Em casa, recostei-me no sofá a espera da visita do Portador. Contemplava a caixa curioso, revirando-a nas mãos como se fosse um Cubo de Rubik. O que será que Don Fabrizio deseja com esse exemplar esquisito de arte semítica antiquíssima? Por que magnatas querem exóticas obras de arte? Não as comem, não transam com elas, não podem ostentar em suas casas. Qual o sentido de ter consigo algo essencialmente inútil, sem afeto, sem beleza?
Então notei uma ligeira luminescência que surgia de um furo minúsculo como um poro, pouco menos que o buraco que teria sido feito por uma fina agulha. Aquela luz morta e pungente tentava sair. Olhei através do pequeno furo.
Uma mão forte me puxou para trás, separando-me da caixa. Olhei para cima e meus olhos ainda imersos em seiva rosa-acinzentada viram o corpo descomunal de Guido Feltri. Estava adiantado, o símio.

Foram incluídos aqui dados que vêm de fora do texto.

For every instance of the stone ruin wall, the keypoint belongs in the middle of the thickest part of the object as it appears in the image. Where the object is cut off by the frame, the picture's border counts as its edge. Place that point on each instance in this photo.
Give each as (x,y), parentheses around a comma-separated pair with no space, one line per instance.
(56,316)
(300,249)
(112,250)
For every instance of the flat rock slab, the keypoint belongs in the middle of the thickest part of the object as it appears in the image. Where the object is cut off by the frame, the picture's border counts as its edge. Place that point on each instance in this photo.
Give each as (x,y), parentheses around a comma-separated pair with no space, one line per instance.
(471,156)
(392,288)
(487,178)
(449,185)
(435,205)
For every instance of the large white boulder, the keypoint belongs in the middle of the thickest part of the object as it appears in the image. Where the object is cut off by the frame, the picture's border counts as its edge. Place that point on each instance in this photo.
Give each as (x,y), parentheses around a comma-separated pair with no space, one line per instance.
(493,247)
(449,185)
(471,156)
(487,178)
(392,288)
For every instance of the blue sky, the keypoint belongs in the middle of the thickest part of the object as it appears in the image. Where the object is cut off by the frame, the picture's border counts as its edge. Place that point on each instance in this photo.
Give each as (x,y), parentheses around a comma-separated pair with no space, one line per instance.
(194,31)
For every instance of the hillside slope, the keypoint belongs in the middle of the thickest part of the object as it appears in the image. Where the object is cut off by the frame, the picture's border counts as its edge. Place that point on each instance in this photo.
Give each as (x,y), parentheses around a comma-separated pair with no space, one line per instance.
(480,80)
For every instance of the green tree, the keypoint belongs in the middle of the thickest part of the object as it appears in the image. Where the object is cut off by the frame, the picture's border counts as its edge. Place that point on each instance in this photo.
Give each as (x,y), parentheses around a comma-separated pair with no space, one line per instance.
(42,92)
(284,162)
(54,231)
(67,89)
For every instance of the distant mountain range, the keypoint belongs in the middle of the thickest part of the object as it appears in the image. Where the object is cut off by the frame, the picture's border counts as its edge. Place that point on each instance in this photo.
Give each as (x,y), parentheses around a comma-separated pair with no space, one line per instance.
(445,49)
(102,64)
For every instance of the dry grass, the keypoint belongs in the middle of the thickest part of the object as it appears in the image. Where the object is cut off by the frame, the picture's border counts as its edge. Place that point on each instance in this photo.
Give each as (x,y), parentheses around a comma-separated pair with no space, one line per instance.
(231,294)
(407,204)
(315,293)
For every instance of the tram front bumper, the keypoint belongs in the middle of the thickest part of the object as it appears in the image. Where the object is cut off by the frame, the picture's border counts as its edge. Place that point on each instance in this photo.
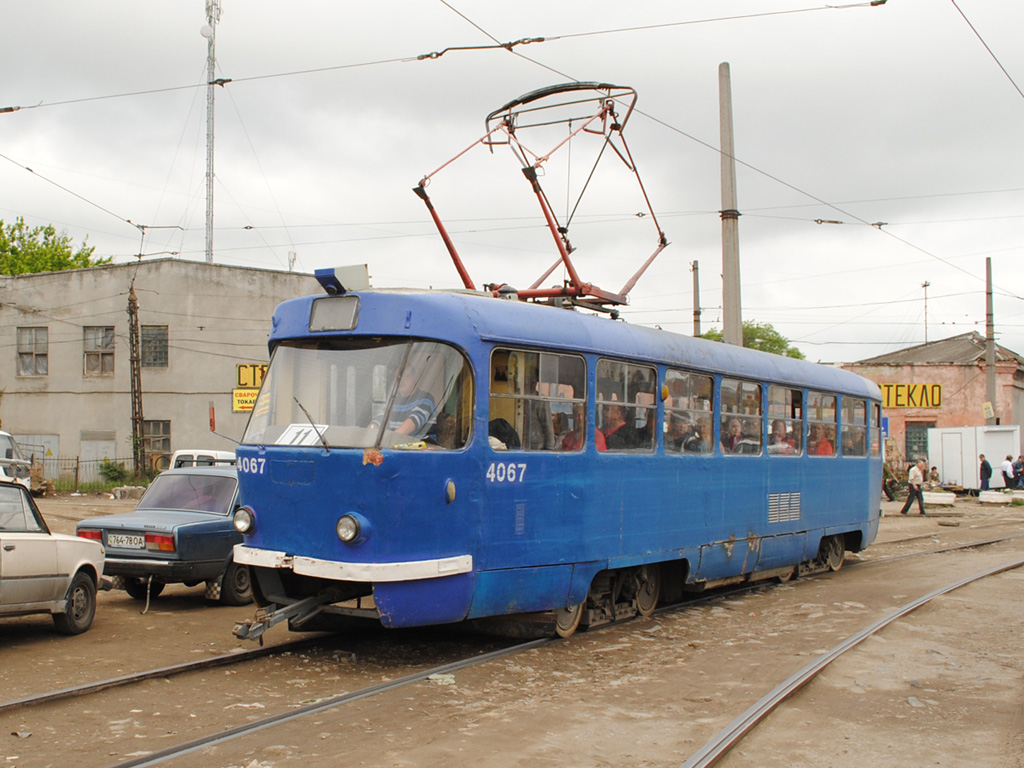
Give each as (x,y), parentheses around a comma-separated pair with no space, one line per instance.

— Don Fabrizio não vai gostar de saber.
— Que não saiba, então.
— Perfeitamente.
Ele me atingiu, o brutamontes. Não vi com o que foi. Vi foi o meu corpo distender-se pelo chão enquanto outro homem, que entrava, berrava em uma voz que deveria ser alta, se eu a estivesse ouvindo com meus ouvidos materiais, mas que me soava então mais plana que um velho disco de vinil desgastado:
— Porco Dio, Guido. Tu sei una bestia!
Os dois homens olhavam assustados em minha direção. Não para o meu eu que sangrava no chão, mas para um outro eu, esse que eu realmente era. Olhavam-me de jeito tão curioso que eu tive vontade de brincar. Olhei fixamente neles e disse: “Buuu!”
Os dois saíram correndo como dois moleques que viram assombração. Deixaram a caixa cair ao chão, com o que ela se abriu e muito mais daquela estranha luz rosa inundou o ambiente.
Na manhã seguinte despertei atarantado, com estranhas formigações nas extremidades. Imaginei-me, à princípio, em um quarto de hospital, ou no céu, mas depois notei que era apenas a forte luz do sol que passava pela janela e atingia diretamente os meus olhos.
Levantei-me da posição em que estivera caído a noite toda. Havia sangue no chão, meu sangue. Uma poça imensa que certamente teria me matado. Mas ao procurar em meu corpo, não vi nada. A caixa estava caída ao pé da mesa, fechada por uma mão invisível ou por um mecanismo qualquer.
Por uma estranha razão, perdi a vontade de ter o dinheiro que ela poderia me proporcionar. Devolvi-a no mesmo dia, dizendo tê-la achado perto de casa. A minha história de que os responsáveis haviam sido Guido e o outro não pareceu ter credibilidade alguma, até que os guardas do campus se lembraram de tê-los visto correndo como loucos pela rua que leva ao Centro Velho, passando em frente ao portão principal.
Acabei absolvido no processo, mas não do inquérito mais rigoroso: aquele que surgiu dentro de mim por causa daquela caixa. Por causa dela eu resolvi levar a sério o meu papel de aluno e um dia me habilitarei a um mestrado em História Antiga. Então, finalmente, terei aquela caixa em minhas mãos, e todas as ferramentas e conhecimentos existentes sobre ela. Talvez consiga descobrir se o que aconteceu comigo foi real, ou foi sonho, ou se foi uma terceira e mais perigosa coisa.